Déficit primário do governo central atinge R$ 48,178 bilhões em junho

O governo central registrou um déficit primário de R$ 48,178 bilhões em junho de 2026, superando as expectativas do mercado

Déficit primário do governo central atinge R$ 48,178 bilhões em junho

O governo central, composto pelo Tesouro NacionalPrevidência Social e Banco Central registrou um déficit primário de R$ 48,178 bilhões em junho de 2026. Esse resultado representa uma melhora em relação ao mês anterior, quando o déficit havia sido de R$ 53,257 bilhões em maio.

O déficit de junho superou a mediana das projeções do mercado, que esperavam um resultado negativo de R$ 47,20 bilhões. As estimativas variavam entre R$ 39,0 bilhões e R$ 50,155 bilhões todas indicando um resultado negativo. Esse foi o pior resultado para o mês de junho desde 2026, quando o déficit havia sido de R$ 51,640 bilhões.

Despesas e receitas em junho de 2026

As despesas do governo central cresceram 9% em junho, na comparação com o mesmo mês de 2026, já considerando a inflação do período.
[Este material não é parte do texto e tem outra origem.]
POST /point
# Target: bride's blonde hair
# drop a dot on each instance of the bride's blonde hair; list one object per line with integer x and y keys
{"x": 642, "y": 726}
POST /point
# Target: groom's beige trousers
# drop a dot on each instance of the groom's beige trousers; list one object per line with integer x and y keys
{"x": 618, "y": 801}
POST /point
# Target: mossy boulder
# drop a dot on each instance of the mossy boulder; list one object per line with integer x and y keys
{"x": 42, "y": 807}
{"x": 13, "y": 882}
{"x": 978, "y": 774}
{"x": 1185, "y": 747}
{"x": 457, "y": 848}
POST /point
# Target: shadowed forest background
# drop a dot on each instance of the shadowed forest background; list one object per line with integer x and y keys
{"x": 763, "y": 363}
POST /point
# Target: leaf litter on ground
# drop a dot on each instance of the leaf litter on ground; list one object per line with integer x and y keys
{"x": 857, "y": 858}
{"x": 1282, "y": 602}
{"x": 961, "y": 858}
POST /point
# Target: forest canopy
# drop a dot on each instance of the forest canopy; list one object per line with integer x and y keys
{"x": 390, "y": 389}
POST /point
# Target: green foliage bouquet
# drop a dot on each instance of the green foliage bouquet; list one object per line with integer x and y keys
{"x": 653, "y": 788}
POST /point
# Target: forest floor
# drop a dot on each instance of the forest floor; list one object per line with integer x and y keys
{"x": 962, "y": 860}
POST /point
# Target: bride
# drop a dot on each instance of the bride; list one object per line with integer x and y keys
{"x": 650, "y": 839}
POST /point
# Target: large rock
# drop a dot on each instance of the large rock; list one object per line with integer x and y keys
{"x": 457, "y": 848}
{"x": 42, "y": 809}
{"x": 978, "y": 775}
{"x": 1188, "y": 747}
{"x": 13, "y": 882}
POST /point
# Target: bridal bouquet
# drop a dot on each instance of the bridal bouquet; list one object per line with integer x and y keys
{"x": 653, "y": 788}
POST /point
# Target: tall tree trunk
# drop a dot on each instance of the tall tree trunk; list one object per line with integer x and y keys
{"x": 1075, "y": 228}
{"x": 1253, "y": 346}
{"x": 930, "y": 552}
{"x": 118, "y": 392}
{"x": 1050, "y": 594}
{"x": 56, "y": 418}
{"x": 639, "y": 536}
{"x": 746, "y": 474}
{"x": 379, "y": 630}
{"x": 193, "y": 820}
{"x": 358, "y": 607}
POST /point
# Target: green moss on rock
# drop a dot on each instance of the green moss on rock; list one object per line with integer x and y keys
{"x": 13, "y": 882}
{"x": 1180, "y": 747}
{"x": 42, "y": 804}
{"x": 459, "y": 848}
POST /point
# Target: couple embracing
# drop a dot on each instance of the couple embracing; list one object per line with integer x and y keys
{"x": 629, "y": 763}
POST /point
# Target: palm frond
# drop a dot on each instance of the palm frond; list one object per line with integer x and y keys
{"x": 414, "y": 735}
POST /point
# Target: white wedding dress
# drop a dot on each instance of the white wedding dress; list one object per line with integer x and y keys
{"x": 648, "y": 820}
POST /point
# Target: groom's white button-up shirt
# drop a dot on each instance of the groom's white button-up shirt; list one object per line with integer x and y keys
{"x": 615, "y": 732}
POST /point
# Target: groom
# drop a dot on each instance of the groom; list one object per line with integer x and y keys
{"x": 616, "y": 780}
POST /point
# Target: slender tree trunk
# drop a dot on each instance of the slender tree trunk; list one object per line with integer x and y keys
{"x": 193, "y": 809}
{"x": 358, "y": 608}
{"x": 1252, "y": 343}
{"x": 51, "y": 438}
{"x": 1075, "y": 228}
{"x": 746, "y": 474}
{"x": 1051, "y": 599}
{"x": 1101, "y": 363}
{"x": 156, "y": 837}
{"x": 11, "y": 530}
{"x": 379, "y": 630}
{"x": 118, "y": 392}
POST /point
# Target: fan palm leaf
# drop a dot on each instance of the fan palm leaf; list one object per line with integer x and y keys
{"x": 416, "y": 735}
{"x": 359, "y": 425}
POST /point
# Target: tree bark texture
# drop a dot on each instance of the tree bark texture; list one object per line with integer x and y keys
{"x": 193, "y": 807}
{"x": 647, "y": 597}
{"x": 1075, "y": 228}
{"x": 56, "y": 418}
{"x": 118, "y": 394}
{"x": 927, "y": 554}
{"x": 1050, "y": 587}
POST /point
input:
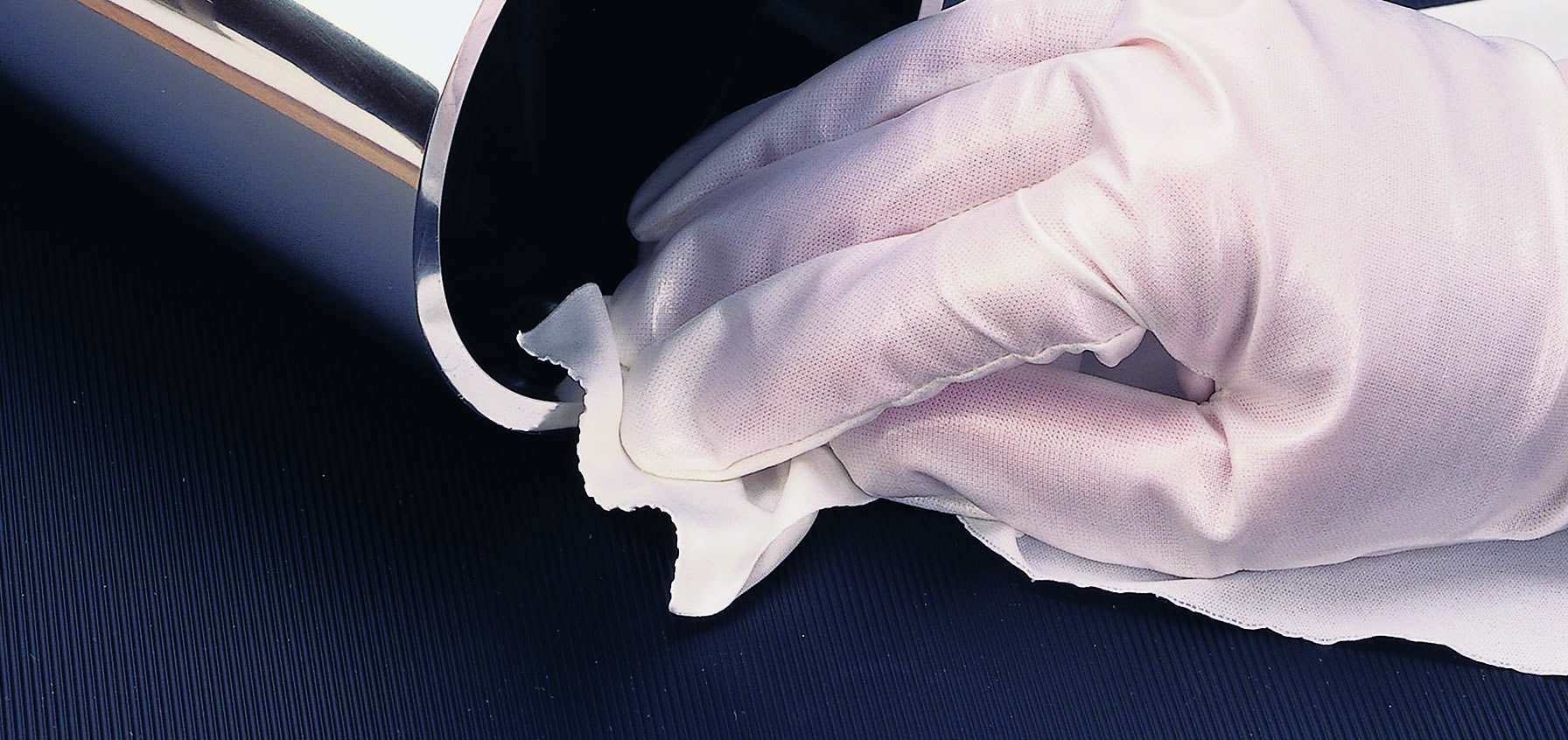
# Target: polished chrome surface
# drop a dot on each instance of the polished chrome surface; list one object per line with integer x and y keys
{"x": 320, "y": 128}
{"x": 499, "y": 403}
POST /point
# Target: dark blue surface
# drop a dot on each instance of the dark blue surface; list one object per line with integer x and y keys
{"x": 225, "y": 512}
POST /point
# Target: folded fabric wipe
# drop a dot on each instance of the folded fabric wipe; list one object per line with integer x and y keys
{"x": 731, "y": 534}
{"x": 1342, "y": 219}
{"x": 1498, "y": 603}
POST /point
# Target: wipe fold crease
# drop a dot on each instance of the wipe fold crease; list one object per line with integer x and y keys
{"x": 1500, "y": 603}
{"x": 730, "y": 534}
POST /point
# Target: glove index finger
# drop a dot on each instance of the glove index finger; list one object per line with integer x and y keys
{"x": 882, "y": 80}
{"x": 792, "y": 361}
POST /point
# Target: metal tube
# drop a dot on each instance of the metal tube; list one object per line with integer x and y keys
{"x": 320, "y": 128}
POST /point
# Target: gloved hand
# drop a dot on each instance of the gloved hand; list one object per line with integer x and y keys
{"x": 1349, "y": 217}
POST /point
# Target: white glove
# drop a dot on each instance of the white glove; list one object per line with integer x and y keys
{"x": 1350, "y": 217}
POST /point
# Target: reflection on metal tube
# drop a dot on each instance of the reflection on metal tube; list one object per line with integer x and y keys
{"x": 447, "y": 168}
{"x": 384, "y": 82}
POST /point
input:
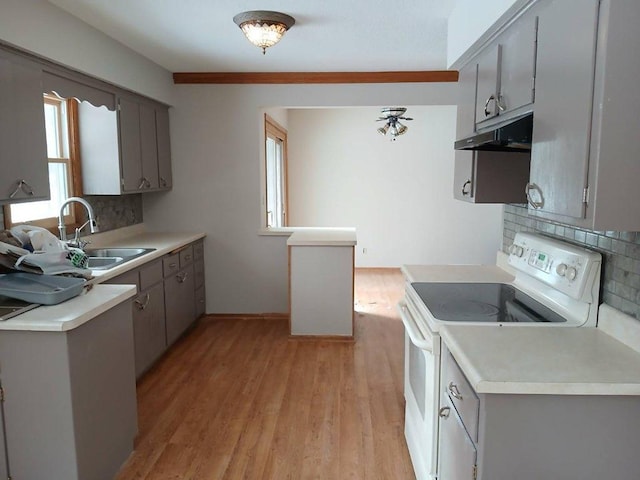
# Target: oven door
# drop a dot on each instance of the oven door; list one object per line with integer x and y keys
{"x": 421, "y": 387}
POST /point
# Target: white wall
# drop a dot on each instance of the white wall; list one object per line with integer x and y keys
{"x": 216, "y": 134}
{"x": 42, "y": 28}
{"x": 470, "y": 19}
{"x": 398, "y": 194}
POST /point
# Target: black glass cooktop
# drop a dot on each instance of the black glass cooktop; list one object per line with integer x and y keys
{"x": 482, "y": 302}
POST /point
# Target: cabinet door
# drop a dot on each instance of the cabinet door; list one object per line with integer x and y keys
{"x": 466, "y": 119}
{"x": 563, "y": 105}
{"x": 164, "y": 148}
{"x": 149, "y": 327}
{"x": 488, "y": 84}
{"x": 463, "y": 175}
{"x": 457, "y": 460}
{"x": 179, "y": 300}
{"x": 149, "y": 147}
{"x": 517, "y": 64}
{"x": 23, "y": 149}
{"x": 130, "y": 153}
{"x": 4, "y": 472}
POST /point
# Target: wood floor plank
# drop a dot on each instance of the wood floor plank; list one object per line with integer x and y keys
{"x": 237, "y": 399}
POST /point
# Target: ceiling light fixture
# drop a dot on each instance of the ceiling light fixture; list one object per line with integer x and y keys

Por outro lado, as receitas totais tiveram uma alta real de 10,2% na mesma base de comparação.

A arrecadação do governo com impostos e contribuições federais somou R$ 264,437 bilhões no mês passado, o maior resultado para meses de junho desde 2000, segundo dados da Receita Federal.

Acumulado até junho de 2026

No acumulado até junho de 2026, o governo central registrou um déficit primário de R$ 92,227 bilhões. No mesmo período de 2026, o resultado havia sido negativo em R$ 11,277 bilhões sem correção pelo IPCA. As despesas tiveram uma alta real de 12,3% na soma do ano, enquanto as receitas totais subiram 5,2% acima da inflação.

O déficit do governo central no acumulado do ano é o pior desde 2026. No acumulado de 12 meses até junho, o déficit primário do governo central soma R$ 144,1 bilhões equivalente a 1,08% do Produto Interno Bruto (PIB). As despesas obrigatórias somam 17,76% do PIB, e as discricionárias, 1,89%.

Meta fiscal de 2026

A meta fiscal de 2026 é de superávit primário de 0,25% do PIB, com tolerância de 0,25 ponto porcentual para mais ou para menos. No Relatório de Avaliação de Receitas e Despesas Primárias do terceiro bimestre, o governo aumentou a estimativa de superávit primário de 2026, já considerando as exceções para o cumprimento da meta, de R$ 4,1 bilhões estimado no segundo relatório, para R$ 10,8 bilhões.

Ao deduzir R$ 62,8 bilhões de exceções, o resultado esperado para o ano é negativo em R$ 52 bilhões. O relatório é elaborado pelo Poder Executivo com o intuito de acompanhar o cumprimento da meta fiscal estabelecida para o exercício.

Essa publicação é editada em cumprimento ao disposto no art. 9º da Lei Complementar nº 101, de 4 de maio de 2000Lei de Responsabilidade Fiscal e na Lei de Diretrizes Orçamentárias – LDO. O documento é produzido em conjunto pela Secretaria do Tesouro NacionalSecretaria de Orçamento Federal e Receita Federal do Brasil.